Abstract:Two UK traders fined £280K in FCA insider trading case, highlighting tougher market abuse regulation and surveillance compliance demands.
The Financial Conduct Authority (FCA) has secured fines totalling £280,000 and suspended prison sentences against two self-employed day traders for insider dealing, in a case underscoring the regulators uncompromising stance on market integrity enforcement.
Matthew and Nikolas West, acting outside any regulated firm, were found guilty of exploiting confidential broker information between 2016 and 2020. The FCA confirmed that the misconduct breached UK Market Abuse Regulation (MAR) and demonstrated that no participant in the capital markets is beyond regulatory scrutiny in trading.
Matthew West, a veteran trader with over two decades of experience, was approached under legitimate “wall crossing” arrangements to consider investments in upcoming capital raises—often involving Alternative Investment Market-listed companies. These arrangements required strict confidentiality.

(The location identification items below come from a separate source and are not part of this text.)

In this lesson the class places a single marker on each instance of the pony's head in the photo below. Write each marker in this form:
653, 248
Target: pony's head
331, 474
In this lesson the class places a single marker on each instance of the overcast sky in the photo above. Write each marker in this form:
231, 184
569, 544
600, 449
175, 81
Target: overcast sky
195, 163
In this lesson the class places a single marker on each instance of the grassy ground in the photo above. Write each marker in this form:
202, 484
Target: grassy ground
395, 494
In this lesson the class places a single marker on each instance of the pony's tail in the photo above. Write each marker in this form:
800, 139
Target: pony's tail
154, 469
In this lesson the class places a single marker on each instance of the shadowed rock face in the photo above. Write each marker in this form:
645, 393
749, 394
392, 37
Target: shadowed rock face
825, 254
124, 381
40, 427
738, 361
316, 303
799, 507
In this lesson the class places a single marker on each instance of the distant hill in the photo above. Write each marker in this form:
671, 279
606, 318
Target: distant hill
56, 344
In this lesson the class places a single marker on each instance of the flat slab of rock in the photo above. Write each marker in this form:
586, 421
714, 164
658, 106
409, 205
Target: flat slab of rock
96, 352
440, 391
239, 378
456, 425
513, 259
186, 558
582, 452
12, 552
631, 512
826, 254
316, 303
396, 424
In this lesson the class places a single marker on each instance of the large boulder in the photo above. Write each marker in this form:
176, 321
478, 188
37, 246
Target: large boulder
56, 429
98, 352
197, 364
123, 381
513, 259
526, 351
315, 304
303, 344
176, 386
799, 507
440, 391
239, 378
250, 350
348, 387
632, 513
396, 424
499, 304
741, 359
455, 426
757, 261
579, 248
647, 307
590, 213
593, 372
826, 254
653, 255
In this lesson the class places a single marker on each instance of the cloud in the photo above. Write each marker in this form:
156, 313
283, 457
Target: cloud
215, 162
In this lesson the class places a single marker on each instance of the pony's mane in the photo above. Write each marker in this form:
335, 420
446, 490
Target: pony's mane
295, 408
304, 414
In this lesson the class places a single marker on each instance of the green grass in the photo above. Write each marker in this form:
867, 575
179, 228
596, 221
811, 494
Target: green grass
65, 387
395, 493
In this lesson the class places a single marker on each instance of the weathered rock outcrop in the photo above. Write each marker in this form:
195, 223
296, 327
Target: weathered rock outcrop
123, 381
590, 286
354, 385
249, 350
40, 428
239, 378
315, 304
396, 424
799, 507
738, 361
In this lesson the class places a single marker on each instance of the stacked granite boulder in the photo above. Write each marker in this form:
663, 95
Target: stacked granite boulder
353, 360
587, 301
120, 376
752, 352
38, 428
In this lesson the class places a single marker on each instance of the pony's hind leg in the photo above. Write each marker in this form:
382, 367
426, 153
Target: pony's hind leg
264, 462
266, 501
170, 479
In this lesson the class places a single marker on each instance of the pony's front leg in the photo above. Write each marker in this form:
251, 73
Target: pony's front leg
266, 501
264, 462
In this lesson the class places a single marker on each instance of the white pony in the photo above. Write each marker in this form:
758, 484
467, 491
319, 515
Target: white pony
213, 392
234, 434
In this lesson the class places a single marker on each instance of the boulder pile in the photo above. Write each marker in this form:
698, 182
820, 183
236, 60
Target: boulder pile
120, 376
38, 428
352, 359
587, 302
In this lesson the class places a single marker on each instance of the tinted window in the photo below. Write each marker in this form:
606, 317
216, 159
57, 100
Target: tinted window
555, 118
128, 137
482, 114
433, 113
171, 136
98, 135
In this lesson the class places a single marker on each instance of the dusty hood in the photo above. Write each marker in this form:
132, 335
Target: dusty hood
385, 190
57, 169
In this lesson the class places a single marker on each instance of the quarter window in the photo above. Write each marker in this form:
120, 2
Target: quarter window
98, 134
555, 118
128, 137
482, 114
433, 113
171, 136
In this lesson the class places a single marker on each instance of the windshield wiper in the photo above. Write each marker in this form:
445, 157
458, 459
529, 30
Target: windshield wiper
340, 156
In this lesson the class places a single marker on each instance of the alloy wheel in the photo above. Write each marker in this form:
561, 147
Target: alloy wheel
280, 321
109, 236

Instead, Matthew passed the price-sensitive details to his brother Nikolas. The pair coordinated trades ahead of public announcements, generating over £44,000 in gains. However, under UK trading regulations, penalties were calculated on the total value of all trades executed with inside information, not just profits.
The court ordered:
Both must also contribute over £50,000 towards prosecution costs and pay the confiscation order within 14 days or face further custodial sentences.
The FCA stressed that this was not institutional misconduct but an opportunistic case of capital markets misconduct. The regulator warned that surveillance systems for compliance must adapt to detect suspicious trading activity monitoring across all communication channels, including encrypted messaging and voice notes.
Firms are expected to:
Under Financial Conduct Authority insider dealing rules and Market abuse regulation UK, firms must maintain insider lists, control access to sensitive data, and ensure timely public disclosures. FCA Handbook SYSC 10A mandates recording and monitoring of relevant communications, while Market Watch 79 highlights recurring failings in alert calibration and off-channel communication oversight.
The FCA‘s enforcement actions in this and other insider dealing cases reaffirm that market integrity enforcement is not just about having policies—it’s about ensuring they work in practice.